Have you thrown a stone in a pond? As the stone dips in the water it produces disturbance in the water. This disturbance travels in the medium in the form of waves. If you notice, the circular ring type shape moves in the radial direction and its radius keeps on increasing. If you draw an imaginary circle with the center at the point where the stone is dropped, it will represent a wavefront. Let's understand what a wavefront is!

Table of content

• What is Wavefront ?
• Types of wavefront
• Features of wavefront
• Practice problems
• FAQs

## What is Wavefront ?

A wavefront is defined as the locus of all the points in the same phase on a wave in the medium of wave propagation. In the figure below a plane sinusoidal wave is traveling in a direction, if we draw a line connecting the crests of the wave, then it will represent a wave front.

A wavefront is perpendicular to the direction of wave propagation. The distance between the two wave fronts in phase represents the same type of motion of particle is equal to wavelength . Depending upon the type of source, the wave front can be of different types such as spherical wavefront, cylindrical wavefront and planar wavefront.

## Types of wavefront

The wavefront can be of following types -

1. Spherical wavefront - A source having dimension much less than the distance of an observer, then it is called a point source. A spherical wavefront is produced by the point source. A wave produced from this source travels in 3 dimensions. The wave will be in the same phase at points equidistant from the source. So the wavefront by point source is spherical in nature. The figure shows a spherical wave front.

Example - Sound waves produce spherical wave fronts.

1. Cylindrical wavefront - The cylindrical wave front is produced by a line source. When a wave is produced by a line source, it travels in a radial direction of the cylinder. The points equidistant from the axis of the cylinder are in the same phase, so the locus of these points will be a cylindrical wavefront. The figure shows a cylindrical wave front.

Examples - light rays coming from a thin tube light which acts as a line source.

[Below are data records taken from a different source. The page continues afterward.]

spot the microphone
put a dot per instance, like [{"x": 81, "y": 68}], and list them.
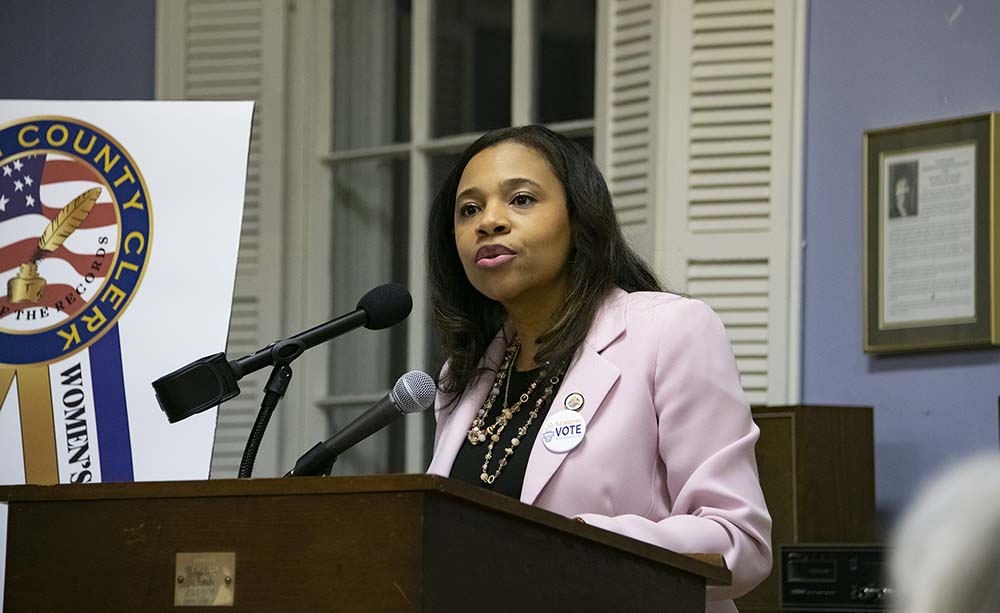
[
  {"x": 413, "y": 392},
  {"x": 210, "y": 381}
]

1. Plane wavefront - When the wave is produced by the source which is at a large distance, then the wavefront can be considered a planar one. If we consider a small part of a cylindrical and spherical wavefront, then it can also be said as a plane wave front. Figure shows a plane wave front.

Example - light rays coming from the sun.

## Features of wavefront

The Wavefront have following features -

1. The Wavefront is always perpendicular to the propagation of waves.
2. Every point on the wavefront works as a source of secondary waves.
3. Wavefront travels with the wave as time passes.
4. If the speed of different points on the wavefront changes due to change in medium, then the shape of the wavefront may also change. For example, a lens can change the planar wavefront to a spherical one and vice versa.

## Practice problems

Q. Write a difference between spherical and cylindrical wavefront.

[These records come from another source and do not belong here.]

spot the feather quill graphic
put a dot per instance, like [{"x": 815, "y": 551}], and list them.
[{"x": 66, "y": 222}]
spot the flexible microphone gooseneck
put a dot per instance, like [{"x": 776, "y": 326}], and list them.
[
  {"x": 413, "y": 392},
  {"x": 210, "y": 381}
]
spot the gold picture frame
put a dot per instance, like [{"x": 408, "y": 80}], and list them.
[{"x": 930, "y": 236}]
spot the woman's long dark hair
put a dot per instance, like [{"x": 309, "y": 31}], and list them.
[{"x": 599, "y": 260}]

A. Spherical wavefront is generally produced by a point source and a cylindrical wavefront is generally produced by a line source.

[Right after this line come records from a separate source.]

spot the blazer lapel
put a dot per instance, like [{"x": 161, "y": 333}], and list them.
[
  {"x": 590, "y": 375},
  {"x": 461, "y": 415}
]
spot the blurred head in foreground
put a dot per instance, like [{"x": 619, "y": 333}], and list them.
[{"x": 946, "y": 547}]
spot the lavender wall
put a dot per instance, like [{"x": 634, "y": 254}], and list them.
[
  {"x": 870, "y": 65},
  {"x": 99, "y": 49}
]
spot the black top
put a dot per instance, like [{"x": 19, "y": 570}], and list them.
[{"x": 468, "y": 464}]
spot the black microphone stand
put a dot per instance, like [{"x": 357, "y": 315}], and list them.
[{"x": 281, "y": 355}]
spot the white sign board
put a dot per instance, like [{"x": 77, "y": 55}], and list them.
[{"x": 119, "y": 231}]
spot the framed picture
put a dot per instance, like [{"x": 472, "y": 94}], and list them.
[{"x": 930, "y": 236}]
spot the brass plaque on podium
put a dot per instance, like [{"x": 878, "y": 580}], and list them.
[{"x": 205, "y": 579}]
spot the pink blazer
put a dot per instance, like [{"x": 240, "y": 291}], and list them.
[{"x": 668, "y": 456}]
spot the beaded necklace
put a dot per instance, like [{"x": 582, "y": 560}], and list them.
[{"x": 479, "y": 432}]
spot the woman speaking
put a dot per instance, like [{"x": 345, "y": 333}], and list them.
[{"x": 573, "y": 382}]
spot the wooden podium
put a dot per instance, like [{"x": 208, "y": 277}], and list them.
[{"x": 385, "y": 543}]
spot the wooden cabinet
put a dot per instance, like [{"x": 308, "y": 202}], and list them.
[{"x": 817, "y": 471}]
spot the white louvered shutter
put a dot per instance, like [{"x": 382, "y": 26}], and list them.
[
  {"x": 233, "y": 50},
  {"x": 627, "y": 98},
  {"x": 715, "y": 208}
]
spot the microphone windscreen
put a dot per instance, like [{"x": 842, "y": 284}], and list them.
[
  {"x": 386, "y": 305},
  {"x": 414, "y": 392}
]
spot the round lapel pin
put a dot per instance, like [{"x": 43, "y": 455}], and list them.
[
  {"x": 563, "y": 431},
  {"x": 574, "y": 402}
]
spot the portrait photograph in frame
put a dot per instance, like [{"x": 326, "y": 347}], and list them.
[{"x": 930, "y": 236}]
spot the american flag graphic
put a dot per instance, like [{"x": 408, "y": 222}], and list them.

Q. Write an incident when a plane wavefront is converted into a spherical wavefront.

A. In the young's double slit experiment, when light falls on the slits, it has a planar wavefront and after passing the slit it has a spherical wavefront.

Q. What are the three types of wavefront ?

A. The three types of wavefront are -

1. Cylindrical wavefront
2. Spherical wavefront
3. Plane wavefront

Q. What is the huygens’s principle ?

A. According to this, every point on the wavefront is considered as the source of the secondary wave.

Video Explanation:

## FAQs

Q. What is the angle between the wave velocity and wavefront?
A.
The wavefronts are at 90 degrees with the velocity of the wave propagation.

Q. Is the wavefront always a surface?
A.
No, wavefronts can be a point. Line wavefront is also possible depending on the dimension of the wave.

Q. Write an example of a spherical wavefront.
A.
Wavefront of a sound wave or the wavefronts emanating from a point light source is an example of a spherical wavefront.

Q. Can we observe the wavefront?
A.
Wavefront is not a tangible physical object, but just an imaginary surface. So it can not be observed as such. This concept of wavefront is used to define many optical phenomena.